The Growing Popularity of East Asian Media and Culture


Alyssa Morrone

From the hit Netflix series Squid Game to the global phenomena of K-pop, the popularity of Asian media and entertainment has widely spread around the world, especially in the west.

Sydney Wolfe, Photo Editor

It’s mid-October and your friend asks, “What episode are you on?” They don’t have to clarify because you know exactly what they’re referring to: the foreign Netflix series, which seemingly everyone is watching and talking about right now. In fact, this show exemplifies the vast realm of Asian media that has become a global hit. 

The South Korean Netflix original “Squid Game” is the most recent superhit that has taken the media by storm. From breaking massive records on Netflix to its significant impact on social media platforms such as TikTok, the series has set yet another notorious  “trend.” 

Before Squid Game emerged, however, there have been many other popular trends in the west that you might have not known to have originated in Asian countries. 

For example, the dalgona or “whipped” coffee craze emerged on social media during the beginning of quarantine last year, influencing millions across the nation struck by boredom to make use of some instant coffee laying around. Dalgona coffee isn’t just a clever food hack, it’s actually inspired by a popular street toffee in South Korea. Remember the candy in Squid Game that the players trickily had to carve out without breaking? That’s dalgona. 

Besides culture, Asian entertainment and music have had their impact on the globe too. Almost ten years ago, Gangnam Style became a global phenomenon. More recently, K-pop superstars such as BTS and Blackpink have dominated the world, shattering records and cultural barriers.

Despite the ongoing racial discrimination and reckoning Asians undeniably faced during the early months of the pandemic and continue to face, media and pop culture from countries, most significantly those of eastern Asia such as Japan and South Korea, have become more and more popular to the west, as well as the entire world.
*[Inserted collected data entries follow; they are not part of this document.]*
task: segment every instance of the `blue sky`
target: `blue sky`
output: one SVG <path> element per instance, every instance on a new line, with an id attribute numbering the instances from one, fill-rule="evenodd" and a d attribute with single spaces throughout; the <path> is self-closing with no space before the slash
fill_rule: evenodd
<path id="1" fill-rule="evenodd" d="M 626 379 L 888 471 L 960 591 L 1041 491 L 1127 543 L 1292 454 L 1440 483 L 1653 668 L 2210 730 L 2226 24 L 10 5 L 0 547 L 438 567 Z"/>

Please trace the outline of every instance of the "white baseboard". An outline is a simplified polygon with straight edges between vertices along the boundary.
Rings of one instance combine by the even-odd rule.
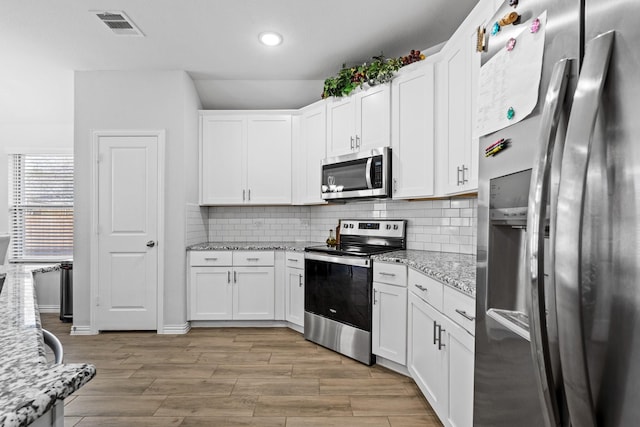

However, not long ago, Asian representation in the entertainment world was scant. In the twentieth century, only a few names such as Bruce Lee and Jackie Chan were significantly renowned. If anything, Asians were often portrayed in a stereotypical manner. 

Take Mr. Yunioshi from the 1961 romance comedy film Breakfast at Tiffany’s or, “the godfather of the Ching-Chong stereotype,” as termed by Jeff Yang from the Wall Street Journal

While Asian representation in the entertainment industry, and just media in general, was often overshadowed by racial prejudices and stereotypes that still do unfortunately exist today, Asian presence in the western sphere has noticeably spread.

The character of Mr. Yunioshi was portrayed by American actor Mick Rooney, who did yellowface by taping back his eyes and wearing fake buck teeth to mock traditionally Japanese features. Rooney also imitated a Japanese accent and emphasized the “clumsiness” of Mr. Yunioshi by waddling around and crashing into everything to poke fun at the foreign character.

While Asian representation in the entertainment industry, and just media in general, was often overshadowed by racial prejudices and stereotypes that still do unfortunately exist today, Asian presence in the western sphere has noticeably spread.

So, what changed? What is so appealing about Asian entertainment and media now compared to the past?

Well, chances are, you probably first heard about Squid Game or the “whipped” coffee trend from social media platforms like TikTok. Unmistakably, social media has played a large role in the spread of Asian media and culture, which engages millions of people around the world, starting trends in an instant.

Take boba as another example. While the popularity of boba wasn’t caused by any specific trend on social media, bubble tea shops and consumers have gradually made it a social phenomenon by encouraging people to try out boba’s unique taste and for the aesthetic of the drink. Thus, what started from only a small tea stand in Taiwan during the late twentieth century is now a nationwide phenomenon in America.

This generation’s desire for diversity has also allowed Asian influences to spread around the world, especially in the west. Compared to the past, Gen Z, or anyone born between 1997 and the early or mid-2000s, are “more racially and ethnically diverse than previous generations,” according to Pew Research Center. With this, demographics have changed and cultural awareness is greatly increasing. 

The moment more people become more aware and open to greater diversity, boundaries are broken and the bridge of appreciation for different kinds of entertainment and culture is built. With that said, it is important to acknowledge and, most importantly, appreciate the significance of Asian media beyond its popularity and the “trends” that come from it.